Year : 2022 | Volume
| Issue : 4 | Page : 497-499
Single continuous erector spinae plane block for multiple rib, clavicle, and scapula fractures: A case report
Carlos Almeida, Emília Francisco, Pedro Cunha, Lígia Vieira, Pedro Antunes
Department of Anesthesiology, Centro Hospitalar Tondela Viseu, Viseu, Portugal
Department of Anesthesia, Centro Hospitalar Tondela Viseu, Av. Rei Dom Duarte, Viseu - 3504-509
Source of Support: None, Conflict of Interest: None
|Date of Submission||07-Apr-2022|
|Date of Decision||28-Apr-2022|
|Date of Acceptance||01-May-2022|
|Date of Web Publication||03-Sep-2022|
The aim of this study is to describe the ability of a continuous erector spinae plane (ESP) block to provide analgesia in an extended territory (brachial plexus and thoracic nerves) with a single catheter. A continuous ESP block at T4 was performed in a 74-year-old man, two days after trauma involving clavicle, scapula, and multiple posterior rib fractures (first to ninth). The technique was maintained for 12 days and provided effective analgesia not only to the thoracic region but also the scapula and clavicle area (C5–T12 dermatomes). Concomitant respiratory insufficiency was ameliorated, which helped to avoid mechanical ventilation and intensive care unit admission. Moreover, this analgesia technique promoted patient's ambulation. ESP block, as an alternative to a thoracic epidural, is a more straightforward and safer procedure than paravertebral block (PVB). To obtain an extensive dermatome block using PVB, more than one paravertebral catheter would be necessary. Extensive cephalad–caudad spread of the PVB is primarily related to analgesia due to the concomitant epidural spread. PVB frequently causes bilateral block and may produce significant motor or sympathetic block. Additionally, proximal extension of the block under the erector spinae muscle fascia can provide a significant extension of the block to the cervical region, which allows brachial plexus block (cervical plexus block was not observed clinically).
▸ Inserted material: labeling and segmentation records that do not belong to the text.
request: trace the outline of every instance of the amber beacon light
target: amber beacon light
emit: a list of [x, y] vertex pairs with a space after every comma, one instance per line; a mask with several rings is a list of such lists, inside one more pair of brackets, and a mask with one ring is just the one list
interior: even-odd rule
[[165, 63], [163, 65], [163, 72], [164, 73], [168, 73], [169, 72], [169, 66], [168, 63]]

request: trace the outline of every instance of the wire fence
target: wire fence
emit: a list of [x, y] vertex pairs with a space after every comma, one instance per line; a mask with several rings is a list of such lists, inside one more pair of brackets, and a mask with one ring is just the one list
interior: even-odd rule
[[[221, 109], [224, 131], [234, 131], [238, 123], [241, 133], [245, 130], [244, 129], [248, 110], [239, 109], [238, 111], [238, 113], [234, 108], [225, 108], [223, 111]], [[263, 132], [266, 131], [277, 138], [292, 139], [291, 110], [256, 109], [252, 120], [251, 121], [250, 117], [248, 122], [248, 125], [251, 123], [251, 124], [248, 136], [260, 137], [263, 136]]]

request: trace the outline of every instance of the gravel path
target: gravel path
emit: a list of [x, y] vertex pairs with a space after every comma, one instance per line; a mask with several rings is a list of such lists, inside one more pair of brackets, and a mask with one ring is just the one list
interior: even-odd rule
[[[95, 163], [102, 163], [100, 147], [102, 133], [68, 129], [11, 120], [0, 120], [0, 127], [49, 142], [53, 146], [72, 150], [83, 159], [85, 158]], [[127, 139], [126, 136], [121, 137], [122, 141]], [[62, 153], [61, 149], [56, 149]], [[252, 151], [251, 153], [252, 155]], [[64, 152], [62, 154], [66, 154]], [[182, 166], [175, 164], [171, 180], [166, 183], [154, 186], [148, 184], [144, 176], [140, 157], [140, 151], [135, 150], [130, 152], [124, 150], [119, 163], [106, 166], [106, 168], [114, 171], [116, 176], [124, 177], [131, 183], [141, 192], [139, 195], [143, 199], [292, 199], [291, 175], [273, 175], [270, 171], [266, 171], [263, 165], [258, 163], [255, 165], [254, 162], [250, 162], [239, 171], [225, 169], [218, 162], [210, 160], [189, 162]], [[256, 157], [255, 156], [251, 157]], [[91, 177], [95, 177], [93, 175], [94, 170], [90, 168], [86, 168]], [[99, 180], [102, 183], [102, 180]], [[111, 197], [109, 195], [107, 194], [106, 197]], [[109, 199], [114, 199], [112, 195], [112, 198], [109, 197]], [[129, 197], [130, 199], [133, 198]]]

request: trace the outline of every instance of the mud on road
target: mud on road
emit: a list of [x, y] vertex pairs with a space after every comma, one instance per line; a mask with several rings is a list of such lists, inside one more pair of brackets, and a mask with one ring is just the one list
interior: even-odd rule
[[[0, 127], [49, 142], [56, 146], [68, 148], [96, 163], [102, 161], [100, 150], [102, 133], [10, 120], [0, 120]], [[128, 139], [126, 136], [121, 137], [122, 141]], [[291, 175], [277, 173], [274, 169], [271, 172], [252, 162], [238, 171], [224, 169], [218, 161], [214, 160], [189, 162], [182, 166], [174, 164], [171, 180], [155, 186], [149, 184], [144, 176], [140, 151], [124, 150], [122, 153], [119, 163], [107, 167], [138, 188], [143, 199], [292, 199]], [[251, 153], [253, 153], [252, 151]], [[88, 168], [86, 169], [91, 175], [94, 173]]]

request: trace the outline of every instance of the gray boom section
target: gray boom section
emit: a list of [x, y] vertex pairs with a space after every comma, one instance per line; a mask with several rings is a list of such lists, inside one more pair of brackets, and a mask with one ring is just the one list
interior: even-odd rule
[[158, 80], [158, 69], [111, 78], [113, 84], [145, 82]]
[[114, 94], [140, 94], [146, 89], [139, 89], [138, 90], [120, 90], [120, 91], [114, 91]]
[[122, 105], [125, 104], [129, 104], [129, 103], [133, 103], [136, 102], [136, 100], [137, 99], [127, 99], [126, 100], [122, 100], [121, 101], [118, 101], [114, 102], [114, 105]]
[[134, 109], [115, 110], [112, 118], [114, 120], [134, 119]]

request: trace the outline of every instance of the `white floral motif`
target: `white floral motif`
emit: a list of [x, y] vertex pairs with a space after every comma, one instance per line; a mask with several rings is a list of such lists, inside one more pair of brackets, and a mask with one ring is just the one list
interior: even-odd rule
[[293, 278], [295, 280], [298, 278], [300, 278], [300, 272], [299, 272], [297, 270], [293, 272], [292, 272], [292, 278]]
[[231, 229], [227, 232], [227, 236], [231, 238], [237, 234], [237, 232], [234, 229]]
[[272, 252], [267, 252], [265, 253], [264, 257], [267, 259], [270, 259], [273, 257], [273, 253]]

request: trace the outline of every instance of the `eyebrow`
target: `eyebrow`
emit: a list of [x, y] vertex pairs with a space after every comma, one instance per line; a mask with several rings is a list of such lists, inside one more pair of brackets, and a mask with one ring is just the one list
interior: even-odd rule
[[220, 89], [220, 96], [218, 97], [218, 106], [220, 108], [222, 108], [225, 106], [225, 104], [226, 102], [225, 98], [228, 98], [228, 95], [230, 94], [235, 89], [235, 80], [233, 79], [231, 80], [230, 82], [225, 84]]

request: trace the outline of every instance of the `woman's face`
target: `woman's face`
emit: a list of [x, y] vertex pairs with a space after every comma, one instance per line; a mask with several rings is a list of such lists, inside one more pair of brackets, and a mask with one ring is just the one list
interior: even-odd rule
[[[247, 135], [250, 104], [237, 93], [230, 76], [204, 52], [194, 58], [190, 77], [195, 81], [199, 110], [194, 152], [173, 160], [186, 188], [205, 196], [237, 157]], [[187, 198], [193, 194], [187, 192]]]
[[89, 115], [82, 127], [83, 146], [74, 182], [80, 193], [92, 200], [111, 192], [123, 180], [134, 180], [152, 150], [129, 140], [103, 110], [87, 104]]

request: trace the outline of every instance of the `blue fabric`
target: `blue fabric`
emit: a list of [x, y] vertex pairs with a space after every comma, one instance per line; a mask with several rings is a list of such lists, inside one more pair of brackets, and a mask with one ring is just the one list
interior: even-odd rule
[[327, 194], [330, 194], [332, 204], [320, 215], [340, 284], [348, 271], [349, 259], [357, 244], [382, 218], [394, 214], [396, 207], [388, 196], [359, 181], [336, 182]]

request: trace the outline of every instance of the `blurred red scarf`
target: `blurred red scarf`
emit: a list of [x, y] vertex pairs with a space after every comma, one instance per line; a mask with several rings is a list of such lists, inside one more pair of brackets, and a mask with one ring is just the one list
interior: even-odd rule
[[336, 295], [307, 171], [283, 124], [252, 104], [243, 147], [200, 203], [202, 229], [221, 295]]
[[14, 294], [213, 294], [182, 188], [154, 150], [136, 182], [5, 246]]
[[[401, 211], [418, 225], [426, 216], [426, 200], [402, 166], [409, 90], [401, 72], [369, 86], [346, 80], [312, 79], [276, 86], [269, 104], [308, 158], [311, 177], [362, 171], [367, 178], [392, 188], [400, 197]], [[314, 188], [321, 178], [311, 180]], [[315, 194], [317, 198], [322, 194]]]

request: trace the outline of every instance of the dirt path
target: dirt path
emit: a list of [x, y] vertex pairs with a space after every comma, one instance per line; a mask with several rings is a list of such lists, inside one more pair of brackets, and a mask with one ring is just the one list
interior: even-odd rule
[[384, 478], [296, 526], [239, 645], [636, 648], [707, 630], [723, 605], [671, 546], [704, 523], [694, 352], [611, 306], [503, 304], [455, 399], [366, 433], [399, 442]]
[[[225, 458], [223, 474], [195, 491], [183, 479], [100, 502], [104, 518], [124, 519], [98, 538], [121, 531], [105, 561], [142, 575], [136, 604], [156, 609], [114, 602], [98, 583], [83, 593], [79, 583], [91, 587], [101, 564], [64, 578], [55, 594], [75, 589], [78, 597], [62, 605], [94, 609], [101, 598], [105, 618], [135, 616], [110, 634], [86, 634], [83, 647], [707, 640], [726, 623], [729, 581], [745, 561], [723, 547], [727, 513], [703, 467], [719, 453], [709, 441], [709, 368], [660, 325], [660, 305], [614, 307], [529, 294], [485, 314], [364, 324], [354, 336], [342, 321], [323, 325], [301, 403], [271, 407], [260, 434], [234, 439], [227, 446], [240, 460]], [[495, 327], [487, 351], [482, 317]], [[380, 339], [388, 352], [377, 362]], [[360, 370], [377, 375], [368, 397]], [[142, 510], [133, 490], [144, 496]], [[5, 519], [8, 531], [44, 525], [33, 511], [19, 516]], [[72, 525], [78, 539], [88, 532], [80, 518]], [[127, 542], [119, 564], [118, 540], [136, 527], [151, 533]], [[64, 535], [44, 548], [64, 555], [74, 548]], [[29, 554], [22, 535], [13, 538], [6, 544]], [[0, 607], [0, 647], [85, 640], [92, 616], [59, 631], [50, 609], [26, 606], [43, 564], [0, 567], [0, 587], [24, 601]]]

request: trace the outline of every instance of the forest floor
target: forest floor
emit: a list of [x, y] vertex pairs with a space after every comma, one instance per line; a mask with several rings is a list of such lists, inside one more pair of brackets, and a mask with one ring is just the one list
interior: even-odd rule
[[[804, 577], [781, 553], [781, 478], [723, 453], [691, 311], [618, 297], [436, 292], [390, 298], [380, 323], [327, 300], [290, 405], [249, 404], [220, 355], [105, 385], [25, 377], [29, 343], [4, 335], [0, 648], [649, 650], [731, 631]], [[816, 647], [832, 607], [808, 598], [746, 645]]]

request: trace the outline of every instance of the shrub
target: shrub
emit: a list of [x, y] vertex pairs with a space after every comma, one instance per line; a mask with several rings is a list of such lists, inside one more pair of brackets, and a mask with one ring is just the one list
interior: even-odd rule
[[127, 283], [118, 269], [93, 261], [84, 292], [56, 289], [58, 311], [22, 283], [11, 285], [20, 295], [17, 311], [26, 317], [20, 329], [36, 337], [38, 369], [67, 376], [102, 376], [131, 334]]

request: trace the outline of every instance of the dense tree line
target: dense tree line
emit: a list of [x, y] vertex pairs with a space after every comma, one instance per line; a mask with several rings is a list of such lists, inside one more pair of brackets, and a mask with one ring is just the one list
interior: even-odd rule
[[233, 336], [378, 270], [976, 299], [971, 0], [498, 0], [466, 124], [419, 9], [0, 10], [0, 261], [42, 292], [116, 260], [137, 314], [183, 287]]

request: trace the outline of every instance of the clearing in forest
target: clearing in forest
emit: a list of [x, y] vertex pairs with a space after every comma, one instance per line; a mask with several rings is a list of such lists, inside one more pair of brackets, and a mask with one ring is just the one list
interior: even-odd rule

This is a unique feature of ESP block, as there is no communication between adjacent paravertebral levels in the cervical region that could allow the same pattern of analgesia using PVB.
Keywords: Clavicle fracture, erector of spinae plane block, multiple rib fractures, scapula fracture, thoracic trauma
|How to cite this article:|
Almeida C, Francisco E, Cunha P, Vieira L, Antunes P. Single continuous erector spinae plane block for multiple rib, clavicle, and scapula fractures: A case report. Saudi J Anaesth 2022;16:497-9
|How to cite this URL:|
Almeida C, Francisco E, Cunha P, Vieira L, Antunes P. Single continuous erector spinae plane block for multiple rib, clavicle, and scapula fractures: A case report. Saudi J Anaesth [serial online] 2022 [cited 2022 Sep 29];16:497-9. Available from: https://www.saudija.org/text.asp?2022/16/4/497/355523
| Introduction|| |
We describe the use of a single continuous ESP block administered at T4 and maintained for 12 days in the context of a patient with clavicle, scapula, and multiple rib fractures.
The patient provided written informed consent for treatment and publication of the anonymized case details.
| Case Report|| |
A 74-year-old man with comorbid high blood pressure and atrial fibrillation was admitted to an intermediate care unit after blunt thoracic trauma. Patient reported a numerical rating scale (NRS) pain score of 10/10 and experienced severe functional limitation associated with the scapula, clavicle, and multiple rib fractures. A computed tomography scan revealed nine left posterior rib fractures (first to ninth) with comminuted clavicle and scapula fractures [Figure 1]. It also revealed a pulmonary contusion in the left upper lobe and an ipsilateral pneumothorax with pneumomediastinum. The pneumothorax was drained in the emergency room and we aimed to manage the fractures conservatively.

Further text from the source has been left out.